August 20, 2004
On one of my recent trips to the pool the what's-my-time bug bit me again. So I started watching the clock at the end of the pool. Nice, big digital numbers that even I could read. I was going pretty well, too: 3 minutes for 100m, 7 for 200, 10 for 300, etc. up till 30 minutes for 900m. I was feeling pretty good about that; I was still going pretty strong and I wasn't taking particularly long breaks (I'd guess them at about 5-10 seconds), and was only taking them at 100-meter intervals.
Then my foot cramped up. I know what you're thinking, because I thought it too -- I didn't think there was anything in my foot that was capable of cramping up. But there is, and it did. I performed the World's Ugliest Breaststroke to return to the edge of the pool without kicking and tried to rub that cramp out of my foot.
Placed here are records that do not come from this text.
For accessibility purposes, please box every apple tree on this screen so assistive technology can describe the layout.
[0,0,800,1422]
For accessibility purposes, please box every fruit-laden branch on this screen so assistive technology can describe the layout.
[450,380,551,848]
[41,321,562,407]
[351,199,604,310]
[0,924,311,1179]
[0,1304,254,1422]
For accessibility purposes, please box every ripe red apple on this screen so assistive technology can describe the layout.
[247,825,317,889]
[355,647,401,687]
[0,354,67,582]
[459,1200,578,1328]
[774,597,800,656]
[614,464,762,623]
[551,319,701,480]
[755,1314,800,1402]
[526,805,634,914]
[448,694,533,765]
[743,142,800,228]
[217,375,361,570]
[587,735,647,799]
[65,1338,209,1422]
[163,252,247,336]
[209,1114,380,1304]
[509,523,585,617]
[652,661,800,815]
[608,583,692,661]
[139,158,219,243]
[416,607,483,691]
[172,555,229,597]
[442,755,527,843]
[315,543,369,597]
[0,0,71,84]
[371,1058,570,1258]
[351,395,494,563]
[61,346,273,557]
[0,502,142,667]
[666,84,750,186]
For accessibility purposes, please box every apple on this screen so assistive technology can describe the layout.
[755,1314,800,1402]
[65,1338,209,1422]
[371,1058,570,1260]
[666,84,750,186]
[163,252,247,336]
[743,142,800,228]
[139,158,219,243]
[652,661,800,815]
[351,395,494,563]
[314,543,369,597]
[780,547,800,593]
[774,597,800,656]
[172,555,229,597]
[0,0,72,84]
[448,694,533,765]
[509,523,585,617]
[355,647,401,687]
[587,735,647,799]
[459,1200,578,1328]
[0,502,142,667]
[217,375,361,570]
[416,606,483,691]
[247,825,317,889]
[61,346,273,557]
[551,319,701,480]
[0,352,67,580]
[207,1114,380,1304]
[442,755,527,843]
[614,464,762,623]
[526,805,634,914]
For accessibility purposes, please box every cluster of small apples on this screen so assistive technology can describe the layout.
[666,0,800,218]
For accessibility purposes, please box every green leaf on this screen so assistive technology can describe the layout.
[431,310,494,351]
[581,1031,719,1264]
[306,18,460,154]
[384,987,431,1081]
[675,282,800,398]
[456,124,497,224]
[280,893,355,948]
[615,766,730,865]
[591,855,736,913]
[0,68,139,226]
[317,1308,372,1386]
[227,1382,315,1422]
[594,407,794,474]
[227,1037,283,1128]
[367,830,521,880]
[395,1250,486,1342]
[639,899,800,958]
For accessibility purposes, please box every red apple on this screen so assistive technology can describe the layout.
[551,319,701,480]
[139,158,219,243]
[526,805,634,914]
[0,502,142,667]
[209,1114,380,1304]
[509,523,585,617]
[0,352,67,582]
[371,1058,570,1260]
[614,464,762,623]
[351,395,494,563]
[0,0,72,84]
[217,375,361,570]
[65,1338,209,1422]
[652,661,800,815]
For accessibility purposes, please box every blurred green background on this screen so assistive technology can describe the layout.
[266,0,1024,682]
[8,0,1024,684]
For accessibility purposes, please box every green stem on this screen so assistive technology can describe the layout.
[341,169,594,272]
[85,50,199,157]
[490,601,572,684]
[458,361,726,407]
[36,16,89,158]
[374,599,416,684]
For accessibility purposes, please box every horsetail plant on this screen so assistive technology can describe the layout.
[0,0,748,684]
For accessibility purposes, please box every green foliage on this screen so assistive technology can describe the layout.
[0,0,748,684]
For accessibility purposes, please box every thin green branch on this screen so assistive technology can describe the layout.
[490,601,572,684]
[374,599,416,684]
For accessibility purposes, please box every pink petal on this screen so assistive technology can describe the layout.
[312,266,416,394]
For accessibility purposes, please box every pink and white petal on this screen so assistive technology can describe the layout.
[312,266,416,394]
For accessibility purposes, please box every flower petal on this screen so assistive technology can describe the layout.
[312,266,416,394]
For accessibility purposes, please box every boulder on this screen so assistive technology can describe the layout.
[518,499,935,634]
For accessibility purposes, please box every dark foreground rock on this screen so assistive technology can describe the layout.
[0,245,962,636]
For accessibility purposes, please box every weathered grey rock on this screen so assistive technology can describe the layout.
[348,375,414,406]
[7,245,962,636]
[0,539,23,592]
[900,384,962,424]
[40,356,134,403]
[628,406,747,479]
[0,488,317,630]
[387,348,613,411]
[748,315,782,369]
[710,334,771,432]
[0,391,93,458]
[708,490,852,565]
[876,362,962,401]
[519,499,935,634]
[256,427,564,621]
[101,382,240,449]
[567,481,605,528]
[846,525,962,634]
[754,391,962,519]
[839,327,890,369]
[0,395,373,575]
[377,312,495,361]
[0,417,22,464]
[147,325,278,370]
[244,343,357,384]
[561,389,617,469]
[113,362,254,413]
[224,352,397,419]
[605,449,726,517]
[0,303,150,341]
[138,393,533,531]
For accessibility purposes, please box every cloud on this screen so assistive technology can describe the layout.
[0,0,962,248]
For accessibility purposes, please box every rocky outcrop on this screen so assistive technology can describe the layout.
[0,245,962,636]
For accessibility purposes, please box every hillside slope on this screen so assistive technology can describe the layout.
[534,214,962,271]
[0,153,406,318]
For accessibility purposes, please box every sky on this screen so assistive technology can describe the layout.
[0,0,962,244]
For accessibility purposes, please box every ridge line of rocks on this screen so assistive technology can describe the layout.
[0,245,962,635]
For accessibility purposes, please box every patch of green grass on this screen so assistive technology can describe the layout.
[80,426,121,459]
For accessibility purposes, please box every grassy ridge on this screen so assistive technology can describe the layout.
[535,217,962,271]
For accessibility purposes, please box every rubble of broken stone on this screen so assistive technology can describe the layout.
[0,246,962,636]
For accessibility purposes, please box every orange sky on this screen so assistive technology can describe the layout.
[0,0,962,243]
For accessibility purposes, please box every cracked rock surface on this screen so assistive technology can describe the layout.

A couple minutes later three of my toes are still trying to make a fist and my arch still hurts, so I decide to bag it for the day and limp back to the locker room.
The walking helped a bit; it forced the toes to bend away from the direction they were cramping, and by the time I got back to my car I was OK. But I've decided that about the worst place to cramp up is in the middle of a pool that's deeper than you are tall. I'm just glad it was only a foot; I'd have been really boned if something would've prvented me from getting to the side. I'm embarrassed enough walking around with my beer gut flapping in the breeze to worry about getting rescued in an indoor pool.
And of course I went back for the next one. Lightning never stikes twice, and all that.